Create a Patroni configuration file named patroni.yml for each node. A basic configuration looks like this:

scope: postgres-cluster
namespace: /service/
name: pg-node1

restapi:
  listen: 0.0.0.0:8008
  connect_address: <IP>:8008

etcd:
  host: <etcd_ip>:2379

bootstrap:
  dcs:
    ttl: 30
    loop_wait: 10
    retry_timeout: 10
    maximum_lag_on_failover: 1048576
    postgresql:
      use_pg_rewind: true
      parameters:
        wal_level: replica
        hot_standby: "on"
        max_connections: 100
        max_wal_senders: 10
        wal_keep_segments: 8
        archive_mode: "on"
        archive_command: 'cp %p /var/lib/postgresql/data/archive/%f'
        archive_timeout: 1800s
  initdb:
  - encoding: 'UTF8'
  - data-checksums

postgresql:
  listen: 0.0.0.0:5432
  connect_address: <IP>:5432
  data_dir: /var/lib/postgresql/data
  pgpass: /tmp/pgpass0
  authentication:
    replication:
      username: replicator
      password: password
    superuser:
      username: postgres
      password: postgres
  parameters:
    unix_socket_directories: '/var/run/postgresql'

tags:
  nofailover: false
  noloadbalance: false
  clonefrom: false
  nosync: false

Replace <IP> and <etcd_ip> with the respective IP addresses.

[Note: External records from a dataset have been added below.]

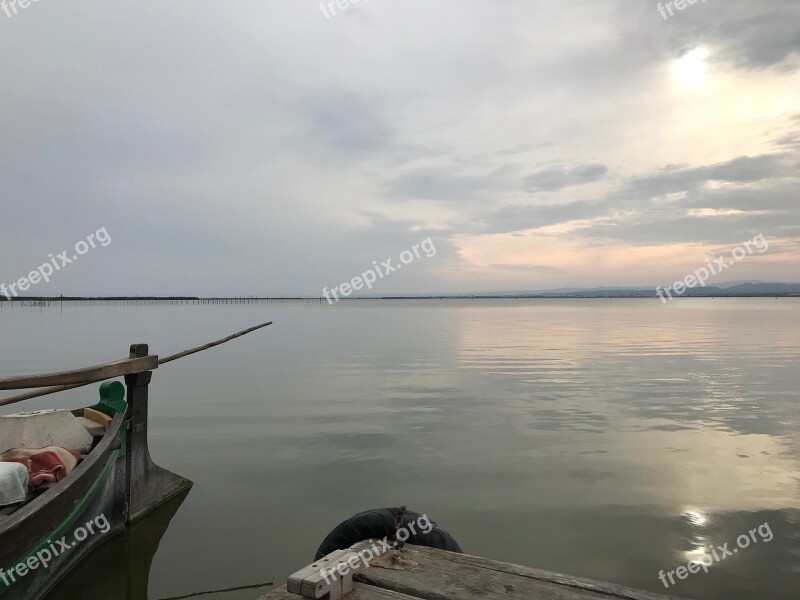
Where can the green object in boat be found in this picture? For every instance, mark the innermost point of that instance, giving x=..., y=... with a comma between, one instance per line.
x=112, y=399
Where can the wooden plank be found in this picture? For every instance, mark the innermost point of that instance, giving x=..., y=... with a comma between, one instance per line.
x=447, y=576
x=127, y=366
x=611, y=589
x=360, y=592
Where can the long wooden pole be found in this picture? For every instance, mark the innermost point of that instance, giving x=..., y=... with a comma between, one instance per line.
x=63, y=388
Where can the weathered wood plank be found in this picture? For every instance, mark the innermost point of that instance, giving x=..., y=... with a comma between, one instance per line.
x=611, y=589
x=127, y=366
x=447, y=576
x=360, y=592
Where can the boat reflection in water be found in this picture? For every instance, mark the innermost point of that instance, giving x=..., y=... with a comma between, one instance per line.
x=120, y=568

Start the Patroni service:

sudo systemctl start patroni
sudo systemctl enable patroni

Setting Up HAProxy

To ensure traffic is directed to the correct database node, install and configure HAProxy.

Installing HAProxy

Install HAProxy using:

sudo apt install haproxy

Configuring HAProxy

Edit the HAProxy configuration file at /etc/haproxy/haproxy.cfg to include the PostgreSQL cluster:

frontend pgsql
   bind *:5000
   mode tcp
   default_backend pgsql-backend

backend pgsql-backend
   mode tcp
   option tcp-check
   server pg-node1 <node1_ip>:5432 maxconn 100 check port 8008
   server pg-node2 <node2_ip>:5432 maxconn 100 check port 8008
   server pg-node3 <node3_ip>:5432 maxconn 100 check port 8008

Replace <node1_ip>, <node2_ip>, and <node3_ip> with the IP addresses of your nodes. Restart HAProxy:

sudo systemctl restart haproxy

By following these steps, you can configure a highly available PostgreSQL cluster using Patroni. This setup ensures that your PostgreSQL database remains available and resilient against node failures. With Patroni handling failovers and replications seamlessly, your data remains safe and accessible.

In conclusion, understanding and implementing each component—from installing and configuring etcd, PostgreSQL, and Patroni, to setting up HAProxy—ensures your PostgreSQL cluster is robust and highly available. This detailed guide provides the necessary steps to achieve a reliable and resilient database system, essential for any business relying on PostgreSQL.